Viewpoint by Ted Jackson — Making a difference that matters: Moving on community engagement

Enthusiastic, energetic and capable — that’s how Ottawa environmentalist John Dance described a crew of Carleton student-volunteers who planted nearly 200 trees along the Rideau River Nature Trail as a Carleton Serves project in September.

His colleague, sustainability advocate Rebecca Aird, praised another student team that built a sandbox beside a children’s garden so that parents can bring their youngest children to the site. Another group volunteered at the farmers’ market on Main Street.

“With so many cultural influences driving the notion that bigger is better and that fame, money and power are the things to aspire to, it is incredibly inspiring to spend time with young adults who really ‘get’ the community thing,” says Aird.

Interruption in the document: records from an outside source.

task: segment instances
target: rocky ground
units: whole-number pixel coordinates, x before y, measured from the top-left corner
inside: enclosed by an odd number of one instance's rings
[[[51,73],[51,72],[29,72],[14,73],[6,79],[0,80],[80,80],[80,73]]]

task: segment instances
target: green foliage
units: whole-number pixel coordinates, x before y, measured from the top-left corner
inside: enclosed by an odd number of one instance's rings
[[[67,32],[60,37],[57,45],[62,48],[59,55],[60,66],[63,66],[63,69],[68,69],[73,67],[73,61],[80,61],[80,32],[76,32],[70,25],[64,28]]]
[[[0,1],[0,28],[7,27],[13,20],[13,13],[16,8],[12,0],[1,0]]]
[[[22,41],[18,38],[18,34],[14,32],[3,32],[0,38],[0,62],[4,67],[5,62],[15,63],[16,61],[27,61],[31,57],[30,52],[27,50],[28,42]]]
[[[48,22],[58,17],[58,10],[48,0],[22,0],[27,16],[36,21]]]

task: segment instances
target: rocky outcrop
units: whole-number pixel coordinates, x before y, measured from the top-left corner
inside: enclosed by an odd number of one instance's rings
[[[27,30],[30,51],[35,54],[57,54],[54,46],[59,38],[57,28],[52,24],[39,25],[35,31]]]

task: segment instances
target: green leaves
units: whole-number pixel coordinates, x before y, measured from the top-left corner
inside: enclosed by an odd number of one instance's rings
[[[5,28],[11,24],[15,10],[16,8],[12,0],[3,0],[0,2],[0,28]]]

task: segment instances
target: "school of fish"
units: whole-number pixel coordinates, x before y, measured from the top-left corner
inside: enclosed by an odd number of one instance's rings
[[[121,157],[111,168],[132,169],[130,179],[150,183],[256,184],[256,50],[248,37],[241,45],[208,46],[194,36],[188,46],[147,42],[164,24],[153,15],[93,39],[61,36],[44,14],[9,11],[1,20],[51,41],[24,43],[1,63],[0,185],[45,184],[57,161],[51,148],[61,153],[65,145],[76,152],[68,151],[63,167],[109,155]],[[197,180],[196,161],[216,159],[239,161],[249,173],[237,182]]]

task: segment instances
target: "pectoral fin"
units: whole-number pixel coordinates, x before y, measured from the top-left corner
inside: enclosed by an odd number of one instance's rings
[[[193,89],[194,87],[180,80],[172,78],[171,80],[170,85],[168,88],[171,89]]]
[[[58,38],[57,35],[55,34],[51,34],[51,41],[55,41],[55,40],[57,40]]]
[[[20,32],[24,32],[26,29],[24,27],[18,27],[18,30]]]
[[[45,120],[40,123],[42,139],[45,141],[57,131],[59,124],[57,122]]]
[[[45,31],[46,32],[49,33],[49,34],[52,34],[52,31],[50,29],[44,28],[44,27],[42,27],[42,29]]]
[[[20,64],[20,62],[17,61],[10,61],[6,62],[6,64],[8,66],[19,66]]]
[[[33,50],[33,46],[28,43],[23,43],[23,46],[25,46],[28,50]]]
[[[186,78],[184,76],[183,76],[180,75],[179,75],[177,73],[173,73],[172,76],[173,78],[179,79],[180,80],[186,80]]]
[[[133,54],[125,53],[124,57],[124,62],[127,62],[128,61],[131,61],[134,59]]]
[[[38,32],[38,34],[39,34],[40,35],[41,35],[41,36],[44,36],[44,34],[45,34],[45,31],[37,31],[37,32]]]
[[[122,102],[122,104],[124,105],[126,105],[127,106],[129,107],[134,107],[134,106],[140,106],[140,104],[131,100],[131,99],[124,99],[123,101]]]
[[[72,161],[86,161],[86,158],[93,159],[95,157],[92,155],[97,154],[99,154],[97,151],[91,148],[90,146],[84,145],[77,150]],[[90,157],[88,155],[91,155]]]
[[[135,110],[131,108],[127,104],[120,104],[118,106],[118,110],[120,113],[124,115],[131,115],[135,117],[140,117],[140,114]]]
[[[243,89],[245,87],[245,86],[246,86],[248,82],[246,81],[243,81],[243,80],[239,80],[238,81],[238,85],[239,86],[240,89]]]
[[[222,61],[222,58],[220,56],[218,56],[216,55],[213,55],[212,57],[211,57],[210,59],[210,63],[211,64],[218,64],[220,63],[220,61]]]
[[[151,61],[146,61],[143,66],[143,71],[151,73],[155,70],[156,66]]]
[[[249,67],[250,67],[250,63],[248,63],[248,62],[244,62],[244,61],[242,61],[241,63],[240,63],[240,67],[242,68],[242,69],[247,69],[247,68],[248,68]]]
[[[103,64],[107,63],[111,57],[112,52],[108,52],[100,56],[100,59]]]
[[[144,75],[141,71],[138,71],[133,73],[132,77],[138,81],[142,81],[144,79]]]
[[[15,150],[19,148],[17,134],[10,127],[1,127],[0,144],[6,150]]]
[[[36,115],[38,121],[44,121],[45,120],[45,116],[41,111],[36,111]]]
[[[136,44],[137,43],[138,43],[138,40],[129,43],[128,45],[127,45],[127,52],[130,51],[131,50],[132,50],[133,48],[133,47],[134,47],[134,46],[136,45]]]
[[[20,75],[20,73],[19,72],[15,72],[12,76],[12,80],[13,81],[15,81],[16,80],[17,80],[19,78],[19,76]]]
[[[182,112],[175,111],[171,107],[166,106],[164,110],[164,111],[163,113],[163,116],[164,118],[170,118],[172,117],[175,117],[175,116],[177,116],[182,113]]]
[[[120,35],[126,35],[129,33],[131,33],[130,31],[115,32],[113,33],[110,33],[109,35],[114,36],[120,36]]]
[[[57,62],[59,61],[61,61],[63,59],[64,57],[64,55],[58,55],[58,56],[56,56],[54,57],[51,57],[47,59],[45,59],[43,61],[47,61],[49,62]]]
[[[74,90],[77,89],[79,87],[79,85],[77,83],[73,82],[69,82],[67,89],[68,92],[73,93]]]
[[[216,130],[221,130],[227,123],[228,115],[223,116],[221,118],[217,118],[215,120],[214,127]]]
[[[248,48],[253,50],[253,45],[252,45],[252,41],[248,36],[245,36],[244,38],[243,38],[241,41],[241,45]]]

Not only did they get the community thing, the student volunteers actually made viable improvements to the local environment.

It’s just one of the many ways that Carleton students, staff and faculty are making a difference that matters.

Norah Vollmer, in the Provost’s Office, is a volunteer on the school council at her son’s school and on the Ottawa-Carleton Assembly of School Councils. She has helped design a project that will look at strategies to encourage more parents to get involved in their child’s education as well as participate in governance and policy decisions of the school. If successful, the project would produce an online resource kit and could be implemented across the province.

Making a difference drives Jarratt Best, the award-winning student director of Rise and Flow, a Carleton summer camp for pre-and early teens from disadvantaged neighbourhoods. Supported by Telus and the Community Foundation, Rise and Flow helps build the campers’ confidence and skills in music, dance and sports. It also demystifies the university environment for them — which could mean that in eight to 10 years, some of these kids may be Carleton students.

And then there’s the contingent of Architecture and Industrial Design students — and their instructors Marco Frascari, Stephen Fai, Sheryl Boyle and Thomas Garvey — who decided to get involved with the Carleton-Batawa project. As a result, they developed creative designs last summer aimed at the revitalization of the former shoe factory, housing stock, the ski hill and community lands in the rural Eastern Ontario town. As project director Katherine Graham has signaled, Batawa’s long-term prospects depend on sustainable livelihoods and economic activity — and Carleton will be there every step of the way.

Incubating successful technology businesses in the Ottawa region is the mission of Carleton’s Lead to Win program — the brainchild of Engineering and Business Prof. Tony Bailetti. Through mentoring, training and networking, LTW is nurturing the growth of 49 startup enterprises. Part of Carleton’s Talent First Network and funded by the Government of Ontario, LTW is strengthened by access to Coral CEA, an ecosystem that helps commercialize IT applications and is itself supported by IBM, Nortel, Carleton and the IT Association of Canada.

These initiatives, and hundreds more across campus, are generating short-term results and long-term benefits for the community.

Meanwhile, the university is taking steps to strengthen its “machinery” of community engagement. As part of the implementation of the university’s strategic plan Defining Dreams, working groups of deans are studying how to expand co-op and field placements across the city, and how to increase and deepen the university’s partnerships with local institutions.

Peter Andree (political science) and Karen Schwartz (social work) are working with Carol Miles and the Educational Development Centre to strengthen faculty skills and tools in community-engaged teaching. Jan Patterson, Joe Lipsett and the Student Experience Office continue to expand the Carleton Serves program. Ryan Flannagan in the Office of Student Affairs has led a university-wide effort to make it possible, as part of Carleton Complete, for students to request a formal record of their co-curricular achievements, including volunteering. Bessa Whitmore and other members of the Community-Based Research Network of Ottawa are working with Luc Lalonde in the Technology Transfer Office to develop a Wiki that matches community-defined projects with university courses, research centres and volunteers.

Carleton has also taken a leadership role among other universities. In recent months, the Faculty of Public Affairs has co-sponsored pan-Canadian symposiums on community-based research and on community service learning, in the process identifying best practices and strengthening nationwide networking in these fields.

Community engagement at Carleton is moving forward. There is still, of course, much to be done. As we proceed, it is important that we focus not only on how engagement enhances the student experience and their success. We also must measure how we are making a difference in the community.

Asking our partners what matters to them is essential to their success, and to ours.

Ted Jackson is Carleton’s Associate Dean (Research and Graduate Affairs), Faculty of Public Affairs and Chair of the Initiative for Community-University Engagement.